Critics of the “creative industries” notion, however, would beg to differ. First, there’s the term itself. Creative industries are generally defined as those industries which generate intellectual property (IP). But this implies, according to the critics, that creative ability is only harnessed for economic gain and that it can be measured in economic terms. What’s more, this established definition can be traced back to the UK’s Department for Culture, Media, and Sport in the mid-1990s – which leads some to dismiss “creative industries” as Blair-era spin aimed at rebranding the economy and producing flattering measures of both current and potential economic activity. A second (perhaps more pragmatic) critique is similar to that voiced on RTE’s recent The Front Line discussion of the Smart Economy idea (May 10th): basing strategies for economic recovery on the creative industries would involve investing serious amounts of taxpayer’s money in R&D activities that may or may not succeed in the long term, and are unlikely to create significant employment in the short-term for the cohort of people (such as construction workers) who have been hardest hit by the recession.

No doubt, the debate regarding the merits of the “creative industries” will rumble on indefinitely. However, we would like to offer a few  suggestions: first, maybe the hostility engendered by a term such as the creative industries could be mitigated if we reframe it as something more limited, such as “those industries that generate intellectual property and other novel products/ processes from existing technologies”, and accept that fact that creative thinking itself will never be amenable to industrial classification. Second, instead of talking in terms of a sub-set of creative industries, we could think in terms of “creative” activities embedded across the entire economy. Thirdly, we think those familiar what are deemed to be creative industries would accept that the industry itself is not one to generate large-scale employment opportunities, but instead is centred on micro-firms and the self-employed.
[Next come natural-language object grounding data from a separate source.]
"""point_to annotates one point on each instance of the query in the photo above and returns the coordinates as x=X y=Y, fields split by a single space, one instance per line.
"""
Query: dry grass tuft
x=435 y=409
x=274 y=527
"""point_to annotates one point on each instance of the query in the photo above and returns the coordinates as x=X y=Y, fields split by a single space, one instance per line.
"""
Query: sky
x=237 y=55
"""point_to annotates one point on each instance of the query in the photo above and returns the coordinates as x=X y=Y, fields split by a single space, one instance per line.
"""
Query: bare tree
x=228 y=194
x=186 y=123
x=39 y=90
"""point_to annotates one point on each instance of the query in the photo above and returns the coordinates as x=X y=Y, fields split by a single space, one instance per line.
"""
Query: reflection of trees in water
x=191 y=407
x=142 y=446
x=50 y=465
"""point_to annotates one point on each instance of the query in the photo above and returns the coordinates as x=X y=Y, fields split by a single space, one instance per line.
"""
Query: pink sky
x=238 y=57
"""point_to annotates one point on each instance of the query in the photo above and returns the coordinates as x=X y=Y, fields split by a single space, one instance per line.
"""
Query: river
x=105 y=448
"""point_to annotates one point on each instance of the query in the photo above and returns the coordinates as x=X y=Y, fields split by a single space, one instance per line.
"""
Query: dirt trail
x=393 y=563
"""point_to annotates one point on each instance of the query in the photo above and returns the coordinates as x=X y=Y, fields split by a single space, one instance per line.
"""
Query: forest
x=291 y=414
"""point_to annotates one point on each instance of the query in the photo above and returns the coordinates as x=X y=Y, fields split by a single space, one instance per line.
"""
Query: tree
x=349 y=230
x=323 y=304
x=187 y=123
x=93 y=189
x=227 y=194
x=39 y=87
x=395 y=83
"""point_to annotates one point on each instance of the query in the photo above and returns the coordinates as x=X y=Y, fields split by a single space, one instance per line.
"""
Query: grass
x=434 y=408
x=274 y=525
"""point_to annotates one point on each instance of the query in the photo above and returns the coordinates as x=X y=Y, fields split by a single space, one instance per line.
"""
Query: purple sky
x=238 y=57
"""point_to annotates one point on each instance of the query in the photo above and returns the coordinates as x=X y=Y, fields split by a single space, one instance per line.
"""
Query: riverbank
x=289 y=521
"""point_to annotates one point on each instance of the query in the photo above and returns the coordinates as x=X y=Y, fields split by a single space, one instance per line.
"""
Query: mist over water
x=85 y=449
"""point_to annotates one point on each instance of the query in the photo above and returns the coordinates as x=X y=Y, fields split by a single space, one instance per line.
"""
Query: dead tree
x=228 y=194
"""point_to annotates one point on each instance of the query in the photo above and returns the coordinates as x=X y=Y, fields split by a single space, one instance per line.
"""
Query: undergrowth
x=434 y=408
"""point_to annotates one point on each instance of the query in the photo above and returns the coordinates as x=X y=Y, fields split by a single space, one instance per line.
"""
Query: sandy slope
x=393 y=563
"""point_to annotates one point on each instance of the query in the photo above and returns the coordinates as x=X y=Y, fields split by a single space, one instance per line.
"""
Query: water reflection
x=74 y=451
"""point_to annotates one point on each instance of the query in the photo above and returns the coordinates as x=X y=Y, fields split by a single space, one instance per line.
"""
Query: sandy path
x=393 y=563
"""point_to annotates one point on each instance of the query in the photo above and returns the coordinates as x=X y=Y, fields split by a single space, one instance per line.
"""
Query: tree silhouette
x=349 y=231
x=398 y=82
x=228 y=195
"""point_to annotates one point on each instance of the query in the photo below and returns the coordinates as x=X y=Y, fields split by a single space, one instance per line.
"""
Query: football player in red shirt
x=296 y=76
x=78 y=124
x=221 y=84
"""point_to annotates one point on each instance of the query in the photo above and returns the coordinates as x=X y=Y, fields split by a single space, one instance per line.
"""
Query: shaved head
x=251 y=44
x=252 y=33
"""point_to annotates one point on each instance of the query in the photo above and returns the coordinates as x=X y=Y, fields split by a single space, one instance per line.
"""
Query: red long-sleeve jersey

In light of this, it would be wrong to trumpet the creative industries (or smart economy, or “innovation island” etc) as the potential source of short term employment, but rather as a source of differentiation that enhances domestic products and services though novel inventions and processes.

Even if one is not overly enamoured with the idea of the creative industries, it is still informative to have an impression what exactly is meant when we speak of the Irish creative industries.  Established industrial-classification based definitions of creative industries such as those discussed above point to the following as the creative industries sub-set: advertising; architecture; the arts and antique market; crafts; design; designer fashion; film and video; interactive leisure software; music; performing arts; publishing; software and computer services; and radio and television. The Arts Council have estimated that at a national level these sectors generate approximately €5.5 billion in terms of gross value added. A recent report published by Dublin City Council (which we have authored) estimates that, in the Greater Dublin Area, that same subset of industries employ over 77,000 people (59% of Irish Creative workers; 10% of total Dublin employment) and generate approximately €3.25 billion a year for the Greater Dublin Area. [The full report is available from Dublin City Council’s International Relations and Research Office and can also be accessed as a working paper here].

While the sub-set of industries included in this type of estimation is open to debate, the key message is that there is a significant reservoir of creative abilities in place within the Irish economy. The report also indicates that this sub-set of industries appears to be relatively more concentrated in larger urban centres. However, rather than being ammunition for a “Dublin versus the rest of Ireland” argument over job creation, the question facing us is how do we mobilise these creative resources (wherever they are located) to enhance the competitiveness of the broader economy in the medium and longer term.